Sofyan Sahrom
Sofyan Sahrom

Reputation: 445

Finding the index of the first element (e.g "True") from a series/column

How do I find the index of an element (e.g "True") in a series or a column?

For example I have a column, where I want to identify the first instance where an event occur. So I write it as

Variable = df["Force"] < event

This then creates a boolen series of Data where it is False, until the first instance it becomes True. How then do I find the index of data point?

Is there are better way?

Upvotes: 30

Views: 23019

Answers (4)

normanius
normanius

Reputation: 9772

Here is an all-pandas solution that I consider a little neater than some of the other answers. It is also able to handle the corner case where no value of the input series satisfies the condition.

def first_index_ordered(mask):
    assert mask.index.is_monotonic_increasing
    assert mask.dtype == bool
    idx_min = mask[mask].index.min()
    return None if pd.isna(idx_min) else idx_min

col = "foo"
thr = 42
mask = df[col] < thr
idx_first = first_index_ordered(mask)

The above assumed that mask has a value-ordered, monotonically increasing index. If this is not the case, we have to do a bit more:

def first_index_unordered(mask):
    assert mask.dtype == bool
    index = mask.index
    # This creates a RangeIndex, which is monotonic
    mask = mask.reset_index(drop=True)
    idx_min = mask[mask].index.min()
    return None if pd.isna(idx_min) else index[idx_min] 

Of course, we can combine both cases in one function:

def first_index_where(mask):
    if mask.index.is_monotonic_increasing:
        return first_index_ordered(mask)
    else:
        return first_index_unordered(mask)

Upvotes: 0

jpp
jpp

Reputation: 164703

Below is a non-pandas solution which I find easy to adapt:

import pandas as pd

df = pd.DataFrame(dict(Force=[5, 4, 3, 2, 1]), list('abcde'))

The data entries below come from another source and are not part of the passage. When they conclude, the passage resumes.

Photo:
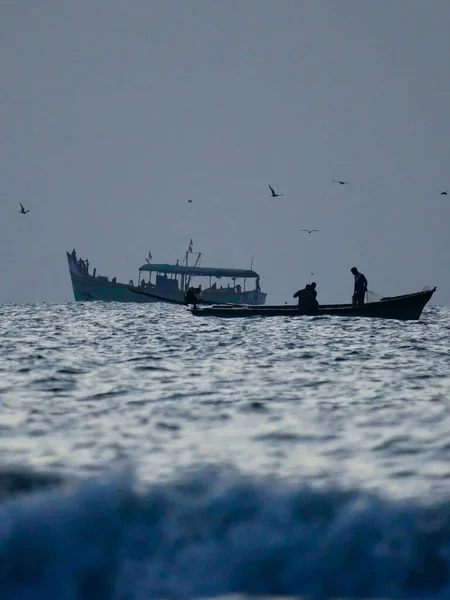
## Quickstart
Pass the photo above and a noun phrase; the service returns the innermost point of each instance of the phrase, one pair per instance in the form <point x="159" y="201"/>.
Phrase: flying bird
<point x="274" y="194"/>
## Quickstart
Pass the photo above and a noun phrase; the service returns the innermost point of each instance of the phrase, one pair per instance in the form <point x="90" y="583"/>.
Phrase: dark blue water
<point x="149" y="454"/>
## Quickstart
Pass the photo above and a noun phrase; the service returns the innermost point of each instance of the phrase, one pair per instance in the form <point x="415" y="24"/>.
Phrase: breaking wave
<point x="216" y="532"/>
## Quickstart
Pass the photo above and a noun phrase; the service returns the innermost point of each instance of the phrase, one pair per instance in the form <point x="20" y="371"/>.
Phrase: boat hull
<point x="87" y="288"/>
<point x="404" y="308"/>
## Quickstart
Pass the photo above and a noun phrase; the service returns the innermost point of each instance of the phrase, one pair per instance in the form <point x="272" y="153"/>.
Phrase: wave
<point x="214" y="532"/>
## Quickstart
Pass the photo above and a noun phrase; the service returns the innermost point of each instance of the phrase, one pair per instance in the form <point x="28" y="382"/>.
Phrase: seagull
<point x="274" y="195"/>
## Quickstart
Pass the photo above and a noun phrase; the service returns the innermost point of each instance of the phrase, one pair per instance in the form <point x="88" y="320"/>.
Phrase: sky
<point x="113" y="114"/>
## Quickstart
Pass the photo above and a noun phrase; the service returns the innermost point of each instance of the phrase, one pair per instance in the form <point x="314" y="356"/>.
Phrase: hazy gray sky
<point x="114" y="113"/>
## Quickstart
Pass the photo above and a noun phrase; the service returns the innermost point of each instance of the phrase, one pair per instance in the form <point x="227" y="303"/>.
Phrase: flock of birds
<point x="273" y="194"/>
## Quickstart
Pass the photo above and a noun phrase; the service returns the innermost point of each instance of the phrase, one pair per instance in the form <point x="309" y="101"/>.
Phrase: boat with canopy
<point x="168" y="283"/>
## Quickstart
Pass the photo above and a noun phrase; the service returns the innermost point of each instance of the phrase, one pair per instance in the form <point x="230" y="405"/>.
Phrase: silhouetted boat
<point x="406" y="308"/>
<point x="169" y="284"/>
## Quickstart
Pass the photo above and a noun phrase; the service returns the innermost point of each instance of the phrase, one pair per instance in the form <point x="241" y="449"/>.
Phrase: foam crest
<point x="211" y="533"/>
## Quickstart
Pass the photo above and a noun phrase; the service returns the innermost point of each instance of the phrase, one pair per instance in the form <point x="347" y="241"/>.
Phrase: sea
<point x="146" y="453"/>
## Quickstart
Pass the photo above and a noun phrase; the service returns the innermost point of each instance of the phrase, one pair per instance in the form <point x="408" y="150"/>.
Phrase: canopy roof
<point x="200" y="271"/>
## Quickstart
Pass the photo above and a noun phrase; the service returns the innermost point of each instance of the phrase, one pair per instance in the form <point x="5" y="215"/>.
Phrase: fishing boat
<point x="405" y="308"/>
<point x="167" y="283"/>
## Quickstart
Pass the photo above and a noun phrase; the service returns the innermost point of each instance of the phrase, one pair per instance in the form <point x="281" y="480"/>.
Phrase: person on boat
<point x="191" y="296"/>
<point x="360" y="288"/>
<point x="307" y="297"/>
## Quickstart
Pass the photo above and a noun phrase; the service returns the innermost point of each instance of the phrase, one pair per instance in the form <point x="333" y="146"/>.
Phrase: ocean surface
<point x="145" y="454"/>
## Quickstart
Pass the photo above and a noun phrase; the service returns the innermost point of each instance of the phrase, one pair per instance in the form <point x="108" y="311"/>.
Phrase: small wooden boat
<point x="405" y="308"/>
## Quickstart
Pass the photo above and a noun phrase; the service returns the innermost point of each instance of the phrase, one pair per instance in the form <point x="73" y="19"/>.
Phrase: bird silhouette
<point x="274" y="194"/>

next(idx for idx, x in zip(df.index, df.Force) if x < 3)  # d

It works by iterating to the first result of a generator expression.

Pandas appears to perform poorly in comparison:

df = pd.DataFrame(dict(Force=np.random.randint(0, 100000, 100000)))

n = 99900

%timeit df['Force'].lt(n).idxmin()
# 1000 loops, best of 3: 1.57 ms per loop

%timeit df.Force.where(df.Force > n).first_valid_index()
# 100 loops, best of 3: 1.61 ms per loop

%timeit next(idx for idx, x in zip(df.index, df.Force) if x > n)
# 10000 loops, best of 3: 100 µs per loop

Upvotes: 5

Tai
Tai

Reputation: 7994

You can also try first_valid_index with where.

df = pd.DataFrame([[5], [4], [3], [2], [1]], columns=["Force"])
df.Force.where(df.Force < 3).first_valid_index()
3

where will replace the part that does not meet the condition with np.nan by default. Then, we find the first valid index out of the series.


Or this: select a subset of the item that you are interested in, here Variable == 1. Then find the first item in its index.

df = pd.DataFrame([[5], [4], [3], [2], [1]], columns=["Force"])
v = (df["Force"] < 3)
v[v == 1].index[0]

Bonus: if you need the index of first appearance of many kinds of items, you can use drop_duplicates.

df = pd.DataFrame([["yello"], ["yello"], ["blue"], ["red"],  ["blue"], ["red"]], columns=["Force"])  
df.Force.drop_duplicates().reset_index()
    index   Force
0   0       yello
1   2       blue
2   3       red

Some more work...

df.Force.drop_duplicates().reset_index().set_index("Force").to_dict()["index"]
{'blue': 2, 'red': 3, 'yello': 0}

Upvotes: 8

piRSquared
piRSquared

Reputation: 294348

Use idxmax to find the first instance of the maximum value. In this case, True is the maximum value.

df['Force'].lt(event).idxmax()

Consider the sample df:

df = pd.DataFrame(dict(Force=[5, 4, 3, 2, 1]), list('abcde'))
df

   Force
a      5
b      4
c      3
d      2
e      1

The first instance of Force being less than 3 is at index 'd'.

df['Force'].lt(3).idxmax()
'd'

Be aware that if no value for Force is less than 3, then the maximum will be False and the first instance will be the first one.

Also consider the alternative argmax

df.Force.lt(3).values.argmax()
3

It returns the position of the first instance of maximal value. You can then use this to find the corresponding index value:

df.index[df.Force.lt(3).values.argmax()]
'd'

Also, in the future, argmax will be a Series method.